The best way for financial services firms to speed up their adoption of artificial intelligence is to slow down for just long enough to ensure that their AI governance policies are set up to encourage safe and value-creating innovation. Establishing a strong, well-thought-out governance program is the best way to accelerate the uptake of AI throughout the organization and across the business.
When it comes to adopting the use of AI tools that are revolutionizing so much of business and society, banking and other heavily regulated financial services industries are lagging. Financial services firms are seen to be moving slow or stuck in perpetual pilots because the stakes are so high. Hidden biases, hallucinations or other flaws in AI models put firms at risk of running afoul of regulations and, even more critically, undermining client trust in the institution itself. A well-crafted AI governance policy and subsequent enforcement is the first and best line of defense against these risks.
Despite widespread misperceptions, a good governance policy is not just a list of things you can’t do. Rather, it’s a compilation of rules, processes and dedicated channels of communication that together create an environment in which it’s safe to experiment and create. An effective governance policy acts as a foundation that allows firms to build and employ next-generation technology while minimizing risk to the enterprise and its customers.
What should effective policy cover?
Based on our experience helping drive innovation and integrate new technology at Broadridge, we believe a comprehensive AI governance policy should answer six key questions:
- How does the firm define AI and what technologies are covered by the policy? This can and will change over time.
- Which data owned or maintained by the firm can be used in AI applications, and which are expressly prohibited?
- What AI tools, functions and features are approved and appropriate for use in the organization?
- What constitutes a violation of the governance policy, and how should violations be handled?
- How can new AI tools, functions and features be approved for use? Remember, the goal of the governance policy is to foster innovation by creating a safe environment for the adoption of new applications and technology.
- How can the policy remain relevant as technology, client expectations, and regulatory needs evolve?
What goes into a good AI governance policy?
Creating an effective AI governance policy is complex because it touches on many important elements and functions within the organization. Of course, developing a good policy starts with tapping the right expertise from various disciplines, including technical, information security, legal, product and privacy. Senior management must be intentional about bringing the right experts into the process and making sure the people who really understand the technology and its operating and regulatory environments have a prominent voice.
Next, the policy must reflect the firm’s business strategy. AI governance policies cannot be generic. To be effective, the policy must be organic to the firm. It must be grounded in the firm’s business model, goals for growth, efficiency, service, target client base, and other key planks of the strategy.

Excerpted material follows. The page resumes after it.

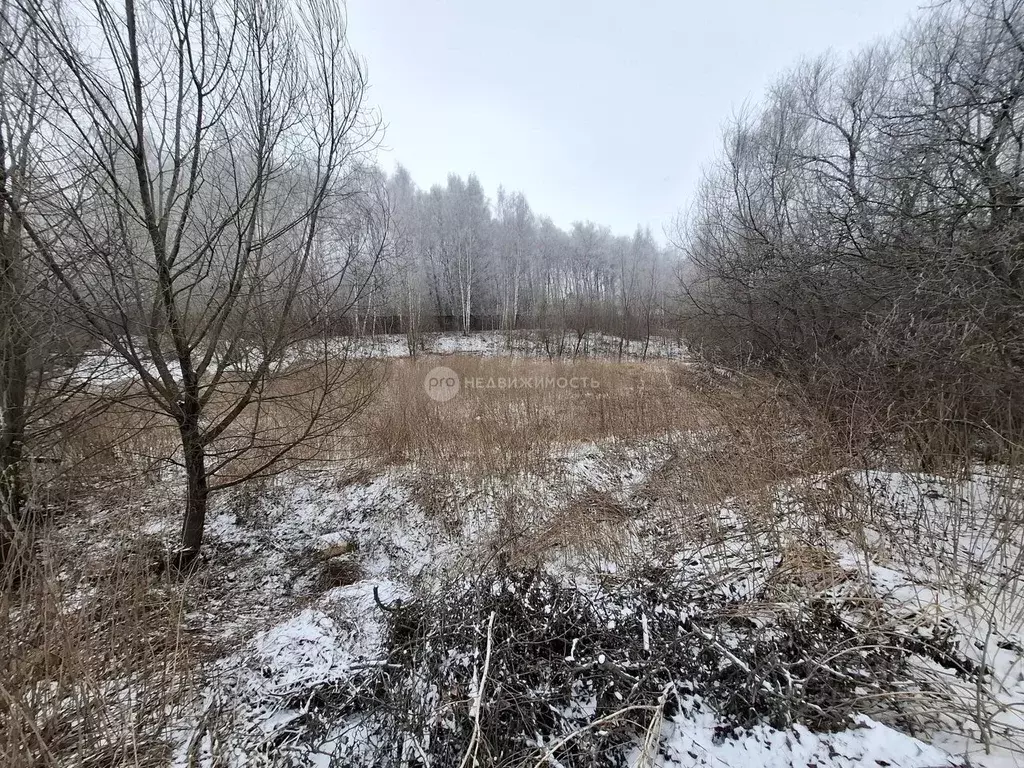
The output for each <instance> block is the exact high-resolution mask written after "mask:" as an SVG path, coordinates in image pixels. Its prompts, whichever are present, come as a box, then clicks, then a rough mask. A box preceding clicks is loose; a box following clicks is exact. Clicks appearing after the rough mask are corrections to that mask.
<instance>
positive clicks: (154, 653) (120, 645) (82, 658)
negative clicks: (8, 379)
mask: <svg viewBox="0 0 1024 768" xmlns="http://www.w3.org/2000/svg"><path fill="white" fill-rule="evenodd" d="M125 502H127V504H126V505H125V506H126V508H125V510H124V512H123V513H122V514H121V515H120V516H115V517H114V520H115V522H114V523H113V525H112V527H111V528H104V529H100V530H93V531H91V532H92V534H94V535H95V539H92V540H89V539H87V538H84V534H85V531H88V530H89V528H88V527H87V526H82V527H76V526H72V525H68V524H67V523H68V522H69V520H68V519H67V516H70V515H72V514H73V513H72V512H71V511H69V510H60V511H61V512H63V513H65V515H63V516H61V515H55V516H54V518H52V519H51V520H47V519H39V520H37V522H36V525H35V526H34V527H33V528H32V529H25V530H20V531H18V535H17V537H16V538H15V542H14V545H15V553H14V556H11V557H8V558H7V559H6V561H5V562H4V564H3V566H2V567H0V765H3V766H5V768H57V767H59V768H113V767H115V766H118V767H121V766H124V767H125V768H128V767H131V768H148V767H150V766H154V767H156V766H163V765H166V764H167V761H168V759H169V756H170V749H171V743H172V739H173V733H172V728H173V726H174V725H175V723H177V722H178V719H179V718H180V716H181V714H182V713H183V711H184V710H185V708H186V707H187V706H188V703H189V695H191V693H193V691H194V690H195V687H194V684H193V683H194V680H193V674H194V670H195V667H194V662H195V659H196V658H197V645H196V642H195V641H194V640H193V639H191V638H190V635H189V633H187V632H186V631H185V630H184V626H183V623H182V620H183V615H184V611H185V599H186V598H185V596H186V595H187V594H188V586H187V584H181V583H178V584H171V583H169V582H167V581H165V580H163V579H162V578H161V577H160V575H158V574H157V573H155V569H154V566H155V564H156V563H157V562H158V561H159V558H157V555H158V554H159V553H157V552H155V551H154V550H153V549H152V547H151V546H150V545H147V544H146V543H145V540H144V539H142V538H139V537H137V536H133V535H132V531H133V524H132V522H131V520H130V518H129V515H130V512H129V509H130V506H131V500H130V499H124V498H122V503H125ZM61 521H63V524H61Z"/></svg>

Finally, the policy must take into account all relevant legal standards. In today’s environment, that can be a tall order. The global legal framework for AI is taking shape in real time. From the many individual articles of the EU AI Act to federal legislation, a spate of executive orders and various laws from states like California, Colorado and Tennessee in the US, the regulatory environment for AI is constantly evolving. As a result, an effective AI governance policy must not only comply with existing rules, it must also include a process for monitoring changes and ensuring ongoing compliance.

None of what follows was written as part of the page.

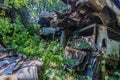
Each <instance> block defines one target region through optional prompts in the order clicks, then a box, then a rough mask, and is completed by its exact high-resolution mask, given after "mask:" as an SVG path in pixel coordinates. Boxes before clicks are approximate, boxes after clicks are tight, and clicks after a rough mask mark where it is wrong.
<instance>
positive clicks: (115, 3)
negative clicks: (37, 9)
mask: <svg viewBox="0 0 120 80" xmlns="http://www.w3.org/2000/svg"><path fill="white" fill-rule="evenodd" d="M61 1H63V2H64V3H65V4H66V5H68V6H69V9H68V10H67V11H64V12H62V11H56V12H51V13H49V12H41V15H40V19H39V21H38V23H39V24H40V25H41V27H42V28H41V30H40V34H41V33H42V35H44V34H45V35H49V34H52V39H54V38H55V35H57V34H56V32H59V37H60V42H61V43H62V44H64V45H65V54H64V55H65V58H66V59H68V60H71V63H70V64H64V69H65V70H66V69H74V70H76V71H77V72H80V73H82V74H83V75H86V76H89V77H91V78H92V80H105V79H106V80H108V79H107V76H109V77H119V78H120V75H119V73H120V1H119V0H61ZM48 15H49V16H48ZM50 15H52V17H50ZM45 20H47V21H45ZM45 22H48V23H45ZM44 24H45V25H44ZM46 24H48V25H46ZM78 69H79V70H78ZM80 80H86V79H80ZM111 80H112V79H111Z"/></svg>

Of course, mapping out the global legal landscape is just a start. The firm must next ensure it is complying with each and every provision across jurisdictions. For example, the EU requires financial services firms to document, catalogue and assess risk levels for all AI use cases. More broadly, financial services firms must be able to demonstrate to regulators around the world that they are taking appropriate measures to comply with anti-bias provisions and other rules. A comprehensive governance plan provides a framework from which firms will construct the specific procedures for tracking and meeting all those requirements. The best policies are the ones that, in an almost oxymoronic fashion, stand the test of time but also reflect the technologies, risks, and opportunities that are rapidly changing
From Policy to Practice
If we had one message to financial service firms thinking about how to speed the AI integration, it would be this: Creating the governance policy is only the first step. Implementation is equally important.

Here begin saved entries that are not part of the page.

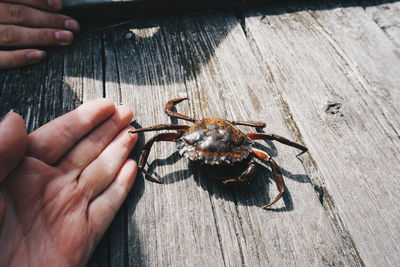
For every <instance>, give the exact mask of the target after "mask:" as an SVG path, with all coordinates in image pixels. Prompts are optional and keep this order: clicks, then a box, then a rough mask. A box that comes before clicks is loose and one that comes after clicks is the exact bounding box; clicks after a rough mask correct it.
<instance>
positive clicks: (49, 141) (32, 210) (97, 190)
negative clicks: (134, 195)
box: [0, 99, 137, 266]
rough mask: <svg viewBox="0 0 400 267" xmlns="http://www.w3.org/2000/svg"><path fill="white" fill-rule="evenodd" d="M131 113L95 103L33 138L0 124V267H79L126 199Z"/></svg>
mask: <svg viewBox="0 0 400 267" xmlns="http://www.w3.org/2000/svg"><path fill="white" fill-rule="evenodd" d="M132 117H133V115H132V112H131V110H130V109H129V108H127V107H123V106H119V107H116V106H115V105H114V104H113V103H112V102H110V101H108V100H105V99H99V100H95V101H92V102H88V103H86V104H83V105H81V106H80V107H79V108H77V109H76V110H74V111H72V112H70V113H67V114H65V115H63V116H61V117H59V118H57V119H55V120H53V121H50V122H49V123H47V124H45V125H44V126H42V127H40V128H39V129H37V130H36V131H34V132H32V133H31V134H29V135H28V134H27V131H26V128H25V123H24V121H23V119H22V118H21V117H20V116H19V115H18V114H16V113H13V112H10V113H9V114H8V115H7V116H6V117H5V118H4V119H3V120H2V121H1V122H0V140H1V142H0V248H1V249H0V262H1V263H2V264H1V265H2V266H84V265H85V264H86V263H87V261H88V259H89V257H90V255H91V254H92V253H93V250H94V249H95V247H96V245H97V243H98V242H99V240H100V238H101V237H102V235H103V234H104V232H105V231H106V229H107V227H108V226H109V225H110V223H111V221H112V219H113V217H114V215H115V214H116V212H117V210H118V209H119V207H120V206H121V204H122V202H123V201H124V199H125V198H126V196H127V194H128V192H129V191H130V189H131V187H132V185H133V183H134V180H135V177H136V173H137V165H136V162H135V161H133V160H132V159H129V158H128V155H129V153H130V152H131V151H132V149H133V147H134V145H135V144H136V141H137V136H136V135H132V134H129V133H128V132H129V131H130V130H132V129H133V127H131V126H128V124H129V122H130V121H131V120H132Z"/></svg>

In our experience, the best way to implement a governance policy into corporate behavior is to partner with internal and external experts, including the AI Governance Team, engineers and tech developers, to create systems and guardrails that enforce the policy automatically in day-to-day operations—pursuant to compliance guidance from the AI governing body. Organizations should pair education and culture initiatives that teach employees about the policy and incentivize compliance with technology solutions designed to keep the company safe from AI-related risks.
Senior leadership should work with the IT team to create security measures, referred to internally as “gates,” that prevent the use of certain AI tools, prevent certain documents and data from being loaded into AI models, and otherwise protect in-house data. For example, some organizations have not yet approved DeepSeek for use. DeepSeek might well be an effective and safe AI model. However, some companies are not yet comfortable with the model, its capabilities, or how its makers might handle user data. In those cases, internal systems should prevent employees from downloading and using DeepSeek on company computers and networks.
These solutions, which embed the governance policy into workflows, help firms balance the desire for rapid change and AI adoption against the imperative of risk management. Even if it seems like a slow and cumbersome process up front, firms that create and implement governance policies and processes that strike the right mix between these two goals will actually be pushing the accelerator and speeding their rate of AI adoption.